The work of dismantling speaks to my final point: well-being. In this text well-being emerges alongside activism. Well-being is not equated with the privileges that come with wealth and geographic comfort. So, one does not engender well-being by seeking equity in, or moving up within, existing systems of power. Instead, the regional investment in war making is underpinned by a racialized economy of health that cannot be disentangled from racialized resistance to oppression—resistance which necessarily questions existing infrastructures of health yet finds, within these existing structures, new or refashioned definitions of well-being.
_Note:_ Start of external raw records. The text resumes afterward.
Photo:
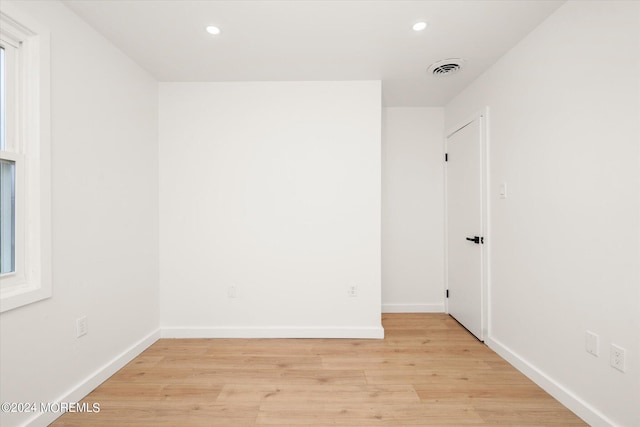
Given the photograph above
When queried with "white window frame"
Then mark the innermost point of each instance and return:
(28, 145)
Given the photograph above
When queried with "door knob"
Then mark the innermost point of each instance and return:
(476, 239)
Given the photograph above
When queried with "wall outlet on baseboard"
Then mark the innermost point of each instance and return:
(617, 357)
(82, 327)
(591, 343)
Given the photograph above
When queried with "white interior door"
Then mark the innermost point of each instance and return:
(464, 226)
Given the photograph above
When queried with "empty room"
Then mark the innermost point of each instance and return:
(319, 213)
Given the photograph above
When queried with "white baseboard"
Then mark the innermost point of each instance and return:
(413, 308)
(94, 380)
(589, 414)
(272, 332)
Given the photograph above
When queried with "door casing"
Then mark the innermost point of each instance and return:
(483, 117)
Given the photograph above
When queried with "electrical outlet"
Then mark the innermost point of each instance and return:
(232, 292)
(617, 357)
(82, 327)
(591, 343)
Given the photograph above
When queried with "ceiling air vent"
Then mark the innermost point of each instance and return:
(446, 67)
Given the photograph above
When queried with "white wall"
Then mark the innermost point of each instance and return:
(104, 192)
(412, 210)
(273, 188)
(564, 136)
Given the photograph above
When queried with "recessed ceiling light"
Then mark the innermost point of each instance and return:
(213, 30)
(419, 26)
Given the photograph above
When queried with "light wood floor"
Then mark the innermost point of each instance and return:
(428, 371)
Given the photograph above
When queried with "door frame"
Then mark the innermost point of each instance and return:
(485, 249)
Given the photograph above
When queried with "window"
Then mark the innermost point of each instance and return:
(25, 231)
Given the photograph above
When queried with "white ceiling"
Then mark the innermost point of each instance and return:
(317, 40)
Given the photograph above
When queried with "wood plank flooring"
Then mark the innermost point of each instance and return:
(428, 371)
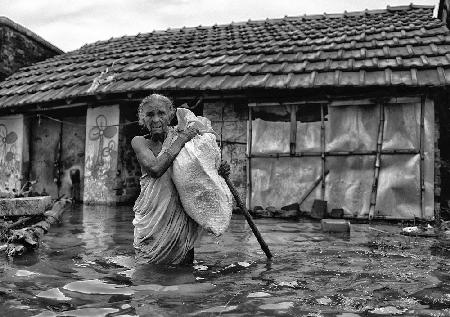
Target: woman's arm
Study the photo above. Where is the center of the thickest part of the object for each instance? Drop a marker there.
(157, 166)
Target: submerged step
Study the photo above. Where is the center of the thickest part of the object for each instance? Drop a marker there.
(25, 206)
(335, 225)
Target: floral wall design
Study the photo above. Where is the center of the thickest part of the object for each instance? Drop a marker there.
(101, 154)
(11, 141)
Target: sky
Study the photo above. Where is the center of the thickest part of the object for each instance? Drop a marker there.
(71, 24)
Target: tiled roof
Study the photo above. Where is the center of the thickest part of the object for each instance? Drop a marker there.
(397, 46)
(19, 28)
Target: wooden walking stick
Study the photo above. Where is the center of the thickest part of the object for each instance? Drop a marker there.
(249, 218)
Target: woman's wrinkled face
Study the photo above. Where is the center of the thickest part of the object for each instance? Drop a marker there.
(156, 117)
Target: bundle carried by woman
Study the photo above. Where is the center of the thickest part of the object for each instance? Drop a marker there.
(204, 195)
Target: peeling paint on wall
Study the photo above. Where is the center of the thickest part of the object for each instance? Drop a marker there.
(101, 154)
(11, 143)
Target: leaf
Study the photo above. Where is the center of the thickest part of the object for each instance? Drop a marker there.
(101, 121)
(9, 156)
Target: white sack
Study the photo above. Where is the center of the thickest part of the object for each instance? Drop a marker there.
(204, 194)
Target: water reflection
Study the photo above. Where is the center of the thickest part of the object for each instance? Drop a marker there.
(86, 266)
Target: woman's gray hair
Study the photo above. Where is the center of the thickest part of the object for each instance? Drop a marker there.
(153, 99)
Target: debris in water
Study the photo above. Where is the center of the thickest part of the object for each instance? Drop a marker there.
(388, 310)
(278, 306)
(53, 293)
(217, 309)
(244, 264)
(293, 284)
(258, 295)
(24, 273)
(97, 287)
(324, 301)
(200, 267)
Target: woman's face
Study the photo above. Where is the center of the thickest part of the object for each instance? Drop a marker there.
(156, 117)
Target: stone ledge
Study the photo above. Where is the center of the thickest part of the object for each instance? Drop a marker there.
(25, 206)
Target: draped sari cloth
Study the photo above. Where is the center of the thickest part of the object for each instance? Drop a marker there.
(163, 232)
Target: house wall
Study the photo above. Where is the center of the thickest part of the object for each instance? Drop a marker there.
(18, 50)
(100, 171)
(127, 185)
(229, 121)
(51, 164)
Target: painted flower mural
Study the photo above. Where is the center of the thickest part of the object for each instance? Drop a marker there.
(9, 160)
(101, 156)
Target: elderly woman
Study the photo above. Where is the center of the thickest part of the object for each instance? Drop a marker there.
(163, 232)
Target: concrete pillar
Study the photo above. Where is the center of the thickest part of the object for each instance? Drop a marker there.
(14, 156)
(100, 168)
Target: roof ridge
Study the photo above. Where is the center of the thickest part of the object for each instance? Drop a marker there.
(21, 29)
(324, 15)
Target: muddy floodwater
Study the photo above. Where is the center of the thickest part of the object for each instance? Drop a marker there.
(85, 267)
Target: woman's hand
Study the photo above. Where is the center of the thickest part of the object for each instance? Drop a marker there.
(224, 169)
(190, 133)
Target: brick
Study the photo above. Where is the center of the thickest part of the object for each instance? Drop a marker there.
(24, 206)
(335, 225)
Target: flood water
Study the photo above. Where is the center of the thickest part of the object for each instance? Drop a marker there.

In this resistance an assertion of human life flourishes. Health Rights Are Civil Rights underscores that activism and practical resistances to inequity are radical sites that define well-being according to building solidarities. The archival work in this book is, I think, extremely powerful not simply because it gives a voice to the marginalized but also because it situates activism as location of humanity; as Loyd moves from the 1960s into the 1970s we see how the racial economy of health shifted and access to care became increasingly limited. Yet steady throughout the text are actions that insist on a definition of well-being that encompasses broad and relational oppositions to racial and anti-black violence. What this book does, that is extremely subtle but meaningful, is insist that the multi-scalar production of racial unhealthiness produces the conditions through which well-being is recoded as lively collaborative action. This also means that our work ahead must not only involve honouring that human life, kinship, and survival in the face of human condemnation, but also paying close attention to how this kind of work has always been engendered and enabled by the most marginalized.